The research phase typically involves activities such as feasibility studies, market analysis, and user consultations. These are exploratory in nature and do not result in a separately identifiable asset. Since these activities do not meet the recognition criteria outlined in AS 26, expenditures incurred must be charged to the statement of profit and loss. The reasoning is that the outcome of research activities is uncertain and does not provide the degree of assurance necessary to recognise an asset.
In contrast, development phase costs can be capitalised if the enterprise demonstrates: (a) technical feasibility; (b) intention to complete and use/sell the asset; (c) ability to use/sell it; (d) potential for generating future economic benefits; (e) adequate resources to complete development; and (f) ability to reliably measure the expenditure. These conditions collectively ensure that the resulting intangible asset has probable economic value and can be reliably recorded in the books of accounts.
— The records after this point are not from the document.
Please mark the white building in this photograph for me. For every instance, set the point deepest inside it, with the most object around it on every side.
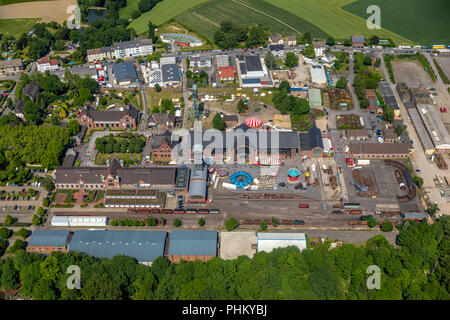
(267, 241)
(318, 74)
(45, 64)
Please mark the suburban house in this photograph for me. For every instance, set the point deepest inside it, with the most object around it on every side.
(225, 73)
(12, 66)
(48, 241)
(162, 120)
(311, 143)
(45, 64)
(124, 73)
(380, 150)
(125, 118)
(357, 41)
(140, 46)
(291, 40)
(275, 39)
(162, 146)
(191, 245)
(31, 90)
(277, 50)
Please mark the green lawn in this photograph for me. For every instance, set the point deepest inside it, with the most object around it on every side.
(334, 20)
(425, 22)
(162, 12)
(15, 27)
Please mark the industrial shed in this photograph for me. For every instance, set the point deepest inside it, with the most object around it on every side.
(144, 246)
(190, 245)
(48, 241)
(269, 241)
(79, 221)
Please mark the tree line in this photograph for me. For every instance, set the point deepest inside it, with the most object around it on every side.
(416, 269)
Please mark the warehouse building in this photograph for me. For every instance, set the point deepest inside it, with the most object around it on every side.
(79, 221)
(124, 73)
(268, 241)
(380, 150)
(191, 245)
(144, 246)
(48, 241)
(318, 74)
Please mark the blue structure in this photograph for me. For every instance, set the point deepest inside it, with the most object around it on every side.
(144, 246)
(241, 179)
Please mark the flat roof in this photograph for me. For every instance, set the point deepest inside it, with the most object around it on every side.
(193, 242)
(49, 238)
(144, 246)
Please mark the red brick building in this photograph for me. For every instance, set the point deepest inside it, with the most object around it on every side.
(127, 117)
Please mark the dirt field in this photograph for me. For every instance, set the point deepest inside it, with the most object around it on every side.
(46, 10)
(411, 73)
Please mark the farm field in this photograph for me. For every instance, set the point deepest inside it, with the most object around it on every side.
(206, 18)
(15, 27)
(333, 19)
(162, 12)
(425, 22)
(45, 10)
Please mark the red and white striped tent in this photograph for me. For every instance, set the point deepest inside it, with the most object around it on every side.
(253, 122)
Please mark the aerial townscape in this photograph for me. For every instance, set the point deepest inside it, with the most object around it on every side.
(224, 150)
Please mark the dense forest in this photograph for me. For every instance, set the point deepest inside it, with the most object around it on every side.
(416, 269)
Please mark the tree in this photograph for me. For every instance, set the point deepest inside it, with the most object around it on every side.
(219, 123)
(418, 181)
(8, 220)
(263, 226)
(330, 41)
(177, 223)
(270, 60)
(231, 224)
(291, 60)
(387, 226)
(342, 83)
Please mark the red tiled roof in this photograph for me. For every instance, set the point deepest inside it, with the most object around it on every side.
(226, 72)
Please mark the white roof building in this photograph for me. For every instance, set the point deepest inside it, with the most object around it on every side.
(268, 241)
(318, 74)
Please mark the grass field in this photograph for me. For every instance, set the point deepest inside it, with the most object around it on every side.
(15, 27)
(162, 12)
(205, 19)
(425, 22)
(332, 19)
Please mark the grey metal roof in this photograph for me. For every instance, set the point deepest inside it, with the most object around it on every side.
(193, 242)
(124, 71)
(197, 183)
(144, 246)
(170, 72)
(49, 238)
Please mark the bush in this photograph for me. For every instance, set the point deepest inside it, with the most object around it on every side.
(177, 222)
(231, 224)
(387, 226)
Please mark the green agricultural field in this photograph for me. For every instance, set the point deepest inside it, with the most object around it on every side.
(15, 27)
(424, 22)
(334, 20)
(126, 12)
(205, 19)
(163, 12)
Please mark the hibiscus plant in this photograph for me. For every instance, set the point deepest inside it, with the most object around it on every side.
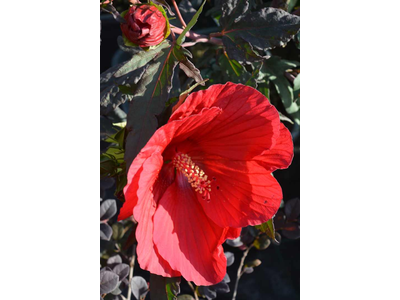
(199, 108)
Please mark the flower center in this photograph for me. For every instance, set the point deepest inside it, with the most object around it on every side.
(196, 176)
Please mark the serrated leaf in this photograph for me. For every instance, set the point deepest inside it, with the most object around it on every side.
(234, 72)
(189, 26)
(150, 98)
(125, 74)
(268, 228)
(261, 30)
(233, 11)
(274, 69)
(108, 281)
(113, 11)
(165, 4)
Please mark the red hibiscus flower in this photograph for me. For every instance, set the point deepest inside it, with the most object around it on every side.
(203, 176)
(146, 25)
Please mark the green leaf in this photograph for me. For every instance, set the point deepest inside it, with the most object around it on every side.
(296, 88)
(185, 297)
(164, 288)
(268, 228)
(274, 69)
(150, 98)
(126, 74)
(233, 11)
(118, 231)
(189, 26)
(258, 31)
(262, 242)
(291, 4)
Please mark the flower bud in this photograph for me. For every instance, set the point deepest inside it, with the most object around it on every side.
(146, 25)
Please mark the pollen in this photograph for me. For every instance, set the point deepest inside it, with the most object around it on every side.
(196, 176)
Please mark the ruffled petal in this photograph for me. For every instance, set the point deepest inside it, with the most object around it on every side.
(281, 155)
(173, 132)
(147, 254)
(242, 193)
(186, 238)
(247, 125)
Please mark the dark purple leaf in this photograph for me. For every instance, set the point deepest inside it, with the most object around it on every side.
(292, 209)
(112, 10)
(105, 232)
(108, 281)
(230, 258)
(122, 270)
(107, 209)
(113, 260)
(139, 287)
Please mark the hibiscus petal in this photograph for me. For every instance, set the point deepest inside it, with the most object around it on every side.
(247, 126)
(186, 238)
(281, 155)
(148, 257)
(171, 132)
(243, 193)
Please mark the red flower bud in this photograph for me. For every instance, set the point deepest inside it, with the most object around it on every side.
(146, 25)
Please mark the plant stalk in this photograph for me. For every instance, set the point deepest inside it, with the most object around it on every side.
(131, 267)
(240, 271)
(179, 14)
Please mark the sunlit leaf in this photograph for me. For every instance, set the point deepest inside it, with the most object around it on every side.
(189, 26)
(257, 31)
(268, 228)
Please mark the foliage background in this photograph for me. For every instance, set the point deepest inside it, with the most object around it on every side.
(278, 277)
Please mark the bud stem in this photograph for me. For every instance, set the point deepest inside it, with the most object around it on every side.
(179, 14)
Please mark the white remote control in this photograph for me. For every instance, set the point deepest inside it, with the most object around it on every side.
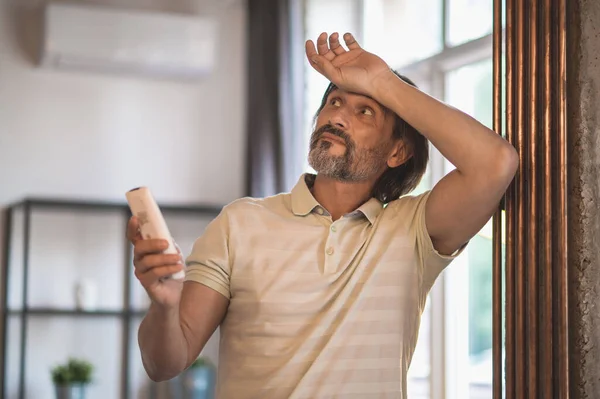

For example, consider a medium-sized automobile parts manufacturer that decided to upgrade its outdated accounting software. In FY 20X1–X2, the company undertook market and UX research to evaluate feasibility, incurring ₹10 lakhs in the process. As these were exploratory, they were expensed. In FY 20X2–X3, the company proceeded with development, investing ₹20 lakhs to build modules, integrate systems, and implement data security features. Having fulfilled all the criteria under AS 26, these costs were capitalised as an intangible asset, with amortisation to follow from the date the software becomes usable.
Thus, in accordance with AS 26, companies must evaluate each project phase separately. While research costs are charged off, development costs, if aligned with the standard’s recognition framework, can be capitalised and reflected as intangible assets in the balance sheet. This approach ensures both transparency and accuracy in financial reporting for internally developed software.